We want that one single function should display all these types of messages, but each of the message has some different property like new user joined
has the name of the user to be displayed. new room created
has name of the room attached to it etc. In short, each message needs to be printed/handled in a different way. Here, creating an enum called Message
would be very useful.
enum Message {
NewUser,
NewRoom,
UserLeft
Broadcast
}
fn display_message(message: &Message) {
// handle different messages
}
Usually, the best way to handle enum types is using the match
block. It is similar to switch block in other languages.
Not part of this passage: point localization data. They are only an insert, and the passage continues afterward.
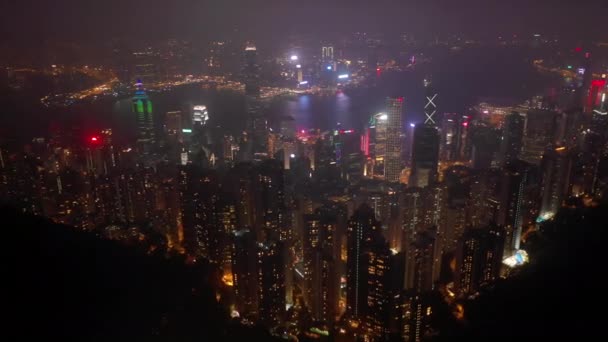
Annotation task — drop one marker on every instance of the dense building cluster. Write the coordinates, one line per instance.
(348, 232)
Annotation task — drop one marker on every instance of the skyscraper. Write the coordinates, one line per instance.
(425, 155)
(511, 209)
(200, 116)
(363, 230)
(377, 142)
(512, 138)
(392, 162)
(430, 107)
(244, 271)
(327, 53)
(271, 282)
(555, 169)
(320, 271)
(479, 258)
(257, 121)
(142, 107)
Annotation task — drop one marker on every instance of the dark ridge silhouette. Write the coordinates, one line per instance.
(62, 284)
(559, 295)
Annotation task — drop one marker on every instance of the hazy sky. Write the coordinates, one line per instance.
(100, 19)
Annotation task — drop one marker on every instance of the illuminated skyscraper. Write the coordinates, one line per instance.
(421, 255)
(257, 121)
(244, 271)
(327, 53)
(142, 107)
(511, 199)
(430, 107)
(425, 156)
(377, 142)
(251, 71)
(555, 168)
(320, 272)
(271, 282)
(479, 258)
(200, 116)
(363, 231)
(512, 138)
(393, 162)
(173, 123)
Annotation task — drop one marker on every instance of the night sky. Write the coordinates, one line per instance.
(22, 20)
fn display_message(message: &Message) {
match message {
Message::NewUser => {
println!("New user: {}", message.name);
},
Message::NewRoom => {
// Specific code
},
Message::UserLeft => {
// Specific code
},
Message::Broadcast => {
// Specific code
}
}
}
Enums can also hold data, and each item can be of different type.
enum Message {
NewUser { id: i32, name: String },
NewRoom(String),
UserLeft(String)
Broadcast(String)
}
7 #
There is no null
data type in Rust. It does not allow the concept of a variable not having any memory as it leads to a lot of problems later. Instead, there is a Option<T>
enum. This enum can have two values, one if the variable has some value and second if it doesn't have any value.
enum Option<T> {
Some(T),
None
}
fn square(n: Option<i32>) -> Option<i32> {
match n {
None => None,
Some(i) => Some(i * i)
}
}
let sq = square(Some(2));
// sq will have Some(4)
Here, the function square isn't sure if the value sent to it will surely be an i32
, so it covers the case for None
by accepting a Option<i32>
. Inside the body, we match if the value of the argument is None
or Some(i32)
and accordingly return.
I personally found this very similar to Promise
in JavaScript. Whenever we are unsure of the output of some asynchronous function, we return a Promise, which can either resolve or reject according to the output of the async operation.
I have been writing this article since a few days and have run through the documentation several times. I may have missed some topics and might even be wrong at some points but I believe this will get better with more Rust. Currently I'm looking into Neon, which provides ways to embed Rust inside Nodejs. It allows you to write native modules in Rust and expose them as JavaScript functions. This can be pretty interesting to speed up parts of your Node app which face performance bottlenecks. I'll document this once I have substantial work done. Till then, keep learning and stay safe!